Pounds Versus Percent
One last piece to this analysis is looking at what impact these scenarios have on total pounds of components shipped, as you get paid on pounds of components, not percent (in almost all cases). Knowing how many pounds of fat and protein you are shipping, and setting your goals on attaining these benchmarks, is far more aligned with what drives your revenue than deciding you want to hit 4% milkfat, for example. In these examples, Scenario A had the greatest increase in pounds of fat due to the increase in percent, while Scenario B had a minor increase in fat due to volume. Meanwhile, Scenario B made great gains on increasing pounds of protein and edged out Scenario A with more pounds of combined fat and protein at 5.73 pounds versus 5.69 pounds (Figure 3).
The Energy Trade-off
Lastly, as a reminder, more often than not we are aiming for greater components and milk flow to improve our bottom line. However, unless we are adding more energy on top of the current diet or reducing the energy tax from the immune system, there’s usually a trade-off. The nutritional changes we make to increase components often means energy is redirected from flow or body condition.

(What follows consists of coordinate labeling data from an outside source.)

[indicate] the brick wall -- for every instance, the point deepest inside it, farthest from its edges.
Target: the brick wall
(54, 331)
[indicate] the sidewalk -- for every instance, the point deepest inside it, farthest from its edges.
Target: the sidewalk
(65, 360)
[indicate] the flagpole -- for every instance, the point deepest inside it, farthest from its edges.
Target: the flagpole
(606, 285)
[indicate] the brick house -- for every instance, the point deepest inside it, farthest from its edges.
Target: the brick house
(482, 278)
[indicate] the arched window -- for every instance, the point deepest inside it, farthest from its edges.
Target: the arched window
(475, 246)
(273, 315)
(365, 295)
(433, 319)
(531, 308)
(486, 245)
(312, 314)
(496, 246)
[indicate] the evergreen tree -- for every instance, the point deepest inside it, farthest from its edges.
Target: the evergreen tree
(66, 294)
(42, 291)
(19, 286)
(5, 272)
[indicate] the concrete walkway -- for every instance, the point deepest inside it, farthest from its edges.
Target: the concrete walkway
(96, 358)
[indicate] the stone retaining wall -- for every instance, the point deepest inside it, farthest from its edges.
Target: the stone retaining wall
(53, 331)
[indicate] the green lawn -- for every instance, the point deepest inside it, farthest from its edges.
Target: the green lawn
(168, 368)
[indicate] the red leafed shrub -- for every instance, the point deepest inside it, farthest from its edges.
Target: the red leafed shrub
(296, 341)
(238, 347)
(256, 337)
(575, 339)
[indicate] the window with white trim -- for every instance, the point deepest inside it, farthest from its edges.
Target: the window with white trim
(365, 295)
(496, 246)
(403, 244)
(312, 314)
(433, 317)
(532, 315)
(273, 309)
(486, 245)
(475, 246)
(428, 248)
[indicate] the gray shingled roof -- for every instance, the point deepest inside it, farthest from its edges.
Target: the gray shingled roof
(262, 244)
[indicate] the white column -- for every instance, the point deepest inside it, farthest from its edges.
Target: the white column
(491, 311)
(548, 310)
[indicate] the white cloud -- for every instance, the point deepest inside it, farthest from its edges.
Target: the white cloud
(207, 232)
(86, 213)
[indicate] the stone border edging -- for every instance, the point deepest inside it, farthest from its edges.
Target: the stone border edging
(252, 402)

The challenge is, changes in milkfat percent are quite easy to measure, while real changes in milk flow are harder to pick up above the noise of normal variability on the dairy. Regardless of our challenge with measurement, the biology of shifting energy between flow and components is not negated.
Join me in saying no to mental math. Utilize this milk and fat valuator, your own custom spreadsheet, or other tools available on your milk-processor portal to weigh the benefits of more components versus flow and to accurately solve for the best decisions for your dairy’s bottom line.